Show that :

$\dfrac{3\sqrt{2} - 2\sqrt{3}}{3\sqrt{2} + 2\sqrt{3}} + \dfrac{2\sqrt{3}}{\sqrt{3} - \sqrt{2}}$ = 11

Show that x is irrational, if :

(i) x² = 6

(ii) x² = 0.009

(iii) x² = 27

Find the value of :

$\dfrac{1}{1 + \sqrt{2}} + \dfrac{1}{\sqrt{2} + \sqrt{3}} + …+ \dfrac{1}{\sqrt{2025} + \sqrt{2026}}$

(i) Real numbers are numbers which include both rational and irrational numbers.

(ii) Every rational number can be expressed as $\dfrac{p}{q}$, where p and q are integers and q ≠ 0.

(iii) Irrational numbers cannot be expressed as $\dfrac{p}{q}$, where p and q are integers and q ≠ 0.

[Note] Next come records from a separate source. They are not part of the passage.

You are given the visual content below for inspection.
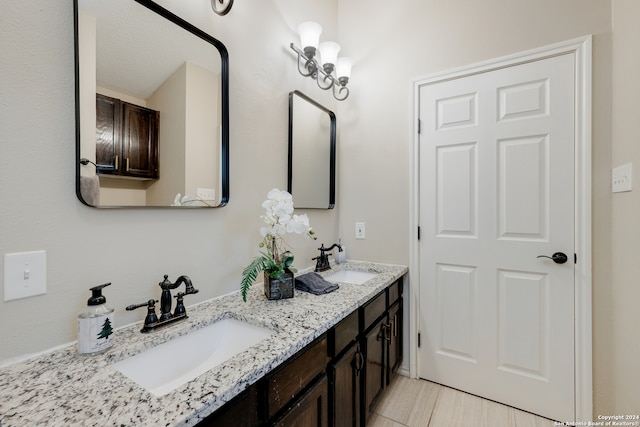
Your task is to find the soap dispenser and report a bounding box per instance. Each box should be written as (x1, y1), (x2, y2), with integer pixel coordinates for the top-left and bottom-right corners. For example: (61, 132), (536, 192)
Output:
(78, 283), (113, 355)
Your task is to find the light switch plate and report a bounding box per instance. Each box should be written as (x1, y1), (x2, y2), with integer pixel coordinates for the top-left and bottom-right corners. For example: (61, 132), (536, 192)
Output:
(611, 163), (633, 193)
(4, 251), (47, 301)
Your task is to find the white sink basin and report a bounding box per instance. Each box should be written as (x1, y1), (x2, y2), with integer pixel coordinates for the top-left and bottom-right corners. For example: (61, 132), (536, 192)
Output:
(113, 319), (274, 396)
(324, 270), (377, 285)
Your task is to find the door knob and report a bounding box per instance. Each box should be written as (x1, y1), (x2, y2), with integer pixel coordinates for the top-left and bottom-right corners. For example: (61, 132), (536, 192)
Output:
(536, 252), (568, 264)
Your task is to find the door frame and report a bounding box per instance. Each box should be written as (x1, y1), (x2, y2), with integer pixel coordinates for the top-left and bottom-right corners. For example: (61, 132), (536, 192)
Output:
(409, 35), (593, 421)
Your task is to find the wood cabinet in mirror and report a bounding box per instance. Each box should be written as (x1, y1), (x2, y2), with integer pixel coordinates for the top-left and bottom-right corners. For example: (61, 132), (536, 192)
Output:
(74, 0), (229, 208)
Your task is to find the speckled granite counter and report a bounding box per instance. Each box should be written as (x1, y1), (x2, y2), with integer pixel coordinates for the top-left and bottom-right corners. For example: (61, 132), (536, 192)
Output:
(0, 261), (407, 427)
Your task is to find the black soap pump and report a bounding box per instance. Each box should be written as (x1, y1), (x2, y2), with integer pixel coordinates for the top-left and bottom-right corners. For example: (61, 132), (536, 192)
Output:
(78, 283), (113, 355)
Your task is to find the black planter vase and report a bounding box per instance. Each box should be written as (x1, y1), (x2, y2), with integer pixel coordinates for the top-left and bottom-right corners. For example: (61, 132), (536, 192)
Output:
(264, 270), (293, 300)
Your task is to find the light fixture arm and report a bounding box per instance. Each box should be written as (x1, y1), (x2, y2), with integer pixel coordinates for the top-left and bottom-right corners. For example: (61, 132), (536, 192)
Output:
(290, 42), (349, 101)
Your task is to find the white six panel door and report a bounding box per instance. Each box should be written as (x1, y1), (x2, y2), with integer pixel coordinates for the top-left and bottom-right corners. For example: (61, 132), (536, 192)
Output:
(418, 54), (575, 421)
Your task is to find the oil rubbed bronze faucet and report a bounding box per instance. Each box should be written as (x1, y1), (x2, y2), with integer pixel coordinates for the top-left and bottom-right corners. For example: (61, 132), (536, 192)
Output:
(311, 243), (342, 271)
(126, 274), (198, 332)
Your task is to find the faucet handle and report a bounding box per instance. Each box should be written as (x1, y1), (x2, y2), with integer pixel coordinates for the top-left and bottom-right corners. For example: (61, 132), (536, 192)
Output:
(126, 299), (158, 332)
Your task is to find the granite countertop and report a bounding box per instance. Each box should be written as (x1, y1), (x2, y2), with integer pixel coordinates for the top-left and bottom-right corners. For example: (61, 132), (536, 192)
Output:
(0, 261), (407, 427)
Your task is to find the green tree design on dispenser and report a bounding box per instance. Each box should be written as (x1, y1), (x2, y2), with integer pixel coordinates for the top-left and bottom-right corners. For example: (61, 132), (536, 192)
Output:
(98, 317), (113, 339)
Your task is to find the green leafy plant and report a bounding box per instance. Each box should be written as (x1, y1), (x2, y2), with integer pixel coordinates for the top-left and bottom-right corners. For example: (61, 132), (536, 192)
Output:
(240, 188), (316, 302)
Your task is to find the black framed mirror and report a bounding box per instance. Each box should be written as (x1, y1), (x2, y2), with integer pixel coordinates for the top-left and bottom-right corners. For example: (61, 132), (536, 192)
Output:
(74, 0), (229, 208)
(287, 90), (336, 209)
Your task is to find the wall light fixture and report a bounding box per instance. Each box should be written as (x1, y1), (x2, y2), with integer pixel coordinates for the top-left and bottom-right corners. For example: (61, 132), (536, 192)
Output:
(211, 0), (233, 16)
(288, 22), (353, 101)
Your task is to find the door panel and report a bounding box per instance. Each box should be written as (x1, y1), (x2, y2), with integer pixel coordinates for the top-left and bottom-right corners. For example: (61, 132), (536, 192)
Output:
(418, 53), (575, 420)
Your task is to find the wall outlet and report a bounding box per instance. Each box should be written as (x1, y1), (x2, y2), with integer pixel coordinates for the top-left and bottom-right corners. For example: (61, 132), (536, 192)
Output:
(4, 251), (47, 301)
(611, 163), (633, 193)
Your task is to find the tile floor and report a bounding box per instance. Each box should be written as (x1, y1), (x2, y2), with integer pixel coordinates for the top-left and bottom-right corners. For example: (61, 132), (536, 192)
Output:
(367, 375), (554, 427)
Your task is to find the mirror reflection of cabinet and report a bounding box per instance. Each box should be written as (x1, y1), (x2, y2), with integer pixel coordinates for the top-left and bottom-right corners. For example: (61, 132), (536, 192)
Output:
(288, 90), (336, 209)
(73, 0), (230, 208)
(96, 94), (160, 179)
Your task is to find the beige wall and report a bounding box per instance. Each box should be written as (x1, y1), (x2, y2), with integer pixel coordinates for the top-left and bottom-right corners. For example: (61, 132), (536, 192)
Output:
(0, 0), (337, 363)
(338, 0), (640, 415)
(608, 0), (640, 414)
(0, 0), (640, 415)
(146, 63), (187, 206)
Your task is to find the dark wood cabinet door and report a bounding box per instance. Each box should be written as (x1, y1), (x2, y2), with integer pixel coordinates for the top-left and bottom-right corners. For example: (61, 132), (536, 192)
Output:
(272, 375), (329, 427)
(328, 344), (364, 427)
(122, 103), (159, 178)
(198, 384), (260, 427)
(96, 94), (122, 174)
(364, 316), (388, 424)
(96, 94), (160, 179)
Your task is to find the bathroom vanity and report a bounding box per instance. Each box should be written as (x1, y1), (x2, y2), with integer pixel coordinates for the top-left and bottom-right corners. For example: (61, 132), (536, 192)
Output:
(0, 261), (407, 427)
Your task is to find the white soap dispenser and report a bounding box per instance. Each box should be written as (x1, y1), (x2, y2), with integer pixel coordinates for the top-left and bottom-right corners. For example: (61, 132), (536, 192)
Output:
(333, 239), (347, 264)
(78, 283), (113, 355)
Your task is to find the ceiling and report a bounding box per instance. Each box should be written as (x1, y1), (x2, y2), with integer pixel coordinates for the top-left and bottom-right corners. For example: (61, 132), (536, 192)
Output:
(78, 0), (221, 99)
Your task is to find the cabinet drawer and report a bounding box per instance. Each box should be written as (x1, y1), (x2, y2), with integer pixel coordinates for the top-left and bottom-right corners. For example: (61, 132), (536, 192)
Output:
(362, 289), (387, 331)
(267, 335), (328, 418)
(329, 310), (359, 357)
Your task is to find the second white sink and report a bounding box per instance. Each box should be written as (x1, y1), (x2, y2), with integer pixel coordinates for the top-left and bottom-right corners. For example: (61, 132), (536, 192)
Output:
(113, 319), (274, 396)
(324, 270), (377, 285)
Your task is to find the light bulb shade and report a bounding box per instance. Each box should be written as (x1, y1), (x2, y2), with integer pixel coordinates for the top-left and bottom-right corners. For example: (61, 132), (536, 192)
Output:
(298, 21), (322, 49)
(336, 57), (353, 79)
(318, 42), (340, 65)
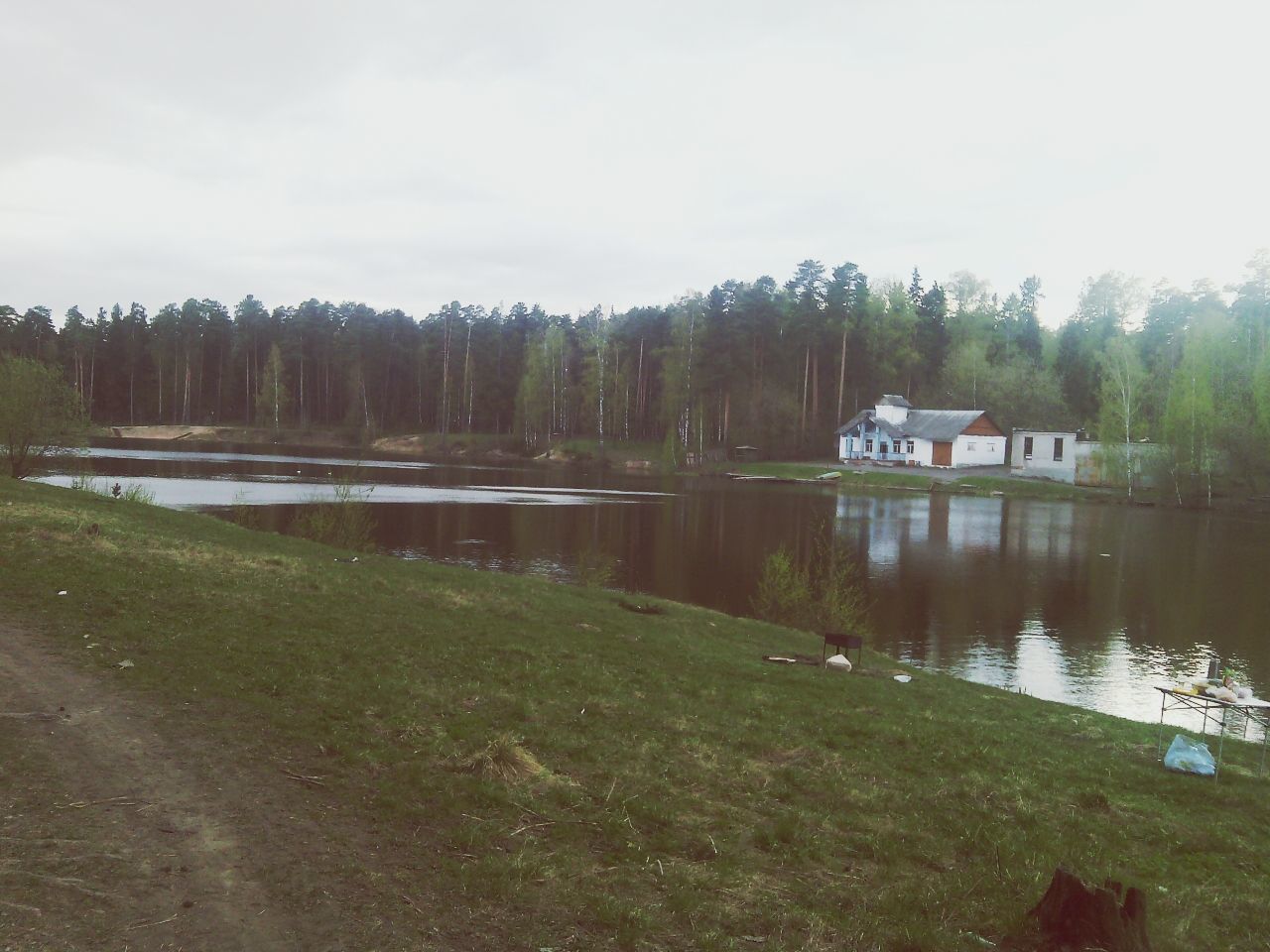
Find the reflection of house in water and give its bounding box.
[835,494,1003,568]
[834,495,931,568]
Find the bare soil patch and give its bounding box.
[0,621,395,952]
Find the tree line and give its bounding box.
[0,253,1270,487]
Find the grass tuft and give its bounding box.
[457,733,548,783]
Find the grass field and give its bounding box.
[0,479,1270,952]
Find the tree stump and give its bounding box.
[1028,869,1151,952]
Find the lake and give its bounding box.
[46,440,1270,741]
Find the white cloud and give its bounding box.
[0,0,1270,323]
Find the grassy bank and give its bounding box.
[0,480,1270,952]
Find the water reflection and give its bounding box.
[834,495,1270,741]
[40,445,1270,741]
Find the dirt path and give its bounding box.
[0,621,340,952]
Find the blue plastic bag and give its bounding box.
[1165,734,1216,776]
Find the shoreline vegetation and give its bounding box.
[94,425,1270,513]
[0,480,1270,952]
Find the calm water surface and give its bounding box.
[40,440,1270,736]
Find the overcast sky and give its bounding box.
[0,0,1270,325]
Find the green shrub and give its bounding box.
[291,472,375,552]
[753,532,867,634]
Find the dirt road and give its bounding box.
[0,621,355,952]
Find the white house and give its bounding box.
[837,394,1006,467]
[1010,429,1091,482]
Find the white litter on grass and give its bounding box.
[825,654,851,671]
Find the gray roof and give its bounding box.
[837,410,983,443]
[904,410,983,441]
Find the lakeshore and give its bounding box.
[0,484,1270,949]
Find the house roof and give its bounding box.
[904,410,983,441]
[835,398,984,443]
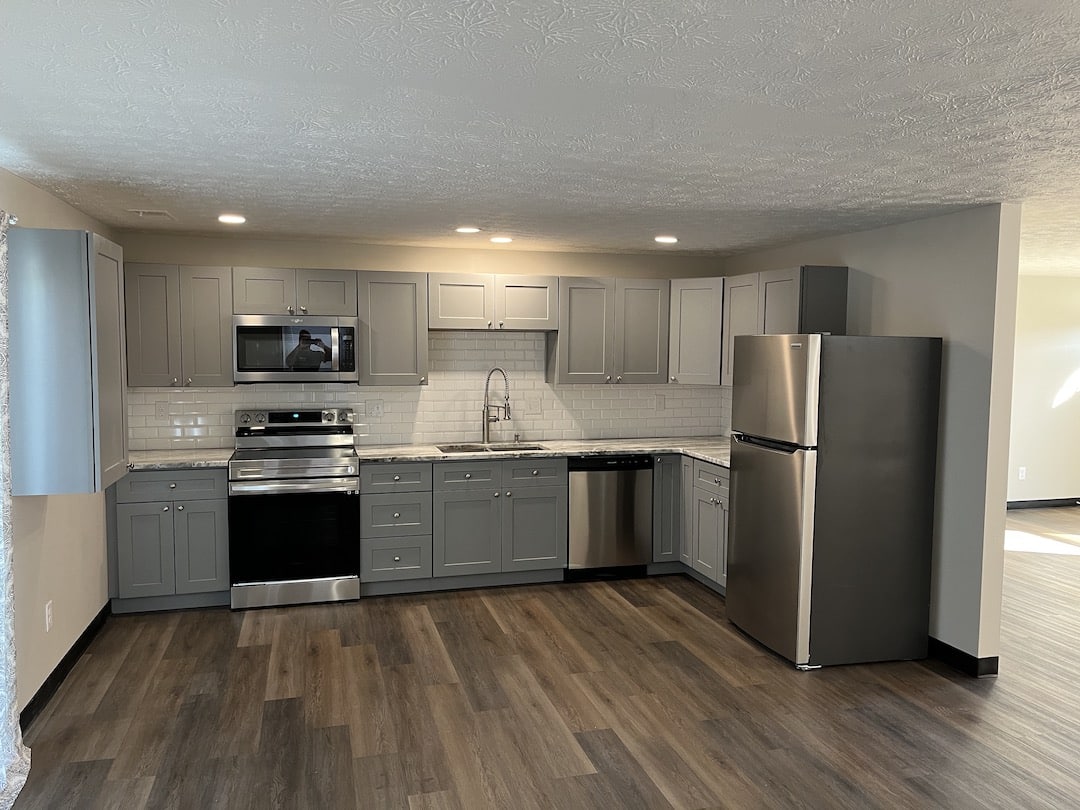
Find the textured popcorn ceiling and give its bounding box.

Answer the following questions :

(a) Is the difference between a rational number and an irrational number always rational?

(b) Is 0.5555 ……. a rational number ?

(c) Is 0.505005 …… a rational number ?

(d) Is the product of irrational number (3 - $\sqrt{7}$) and its rationalising factor a rational number?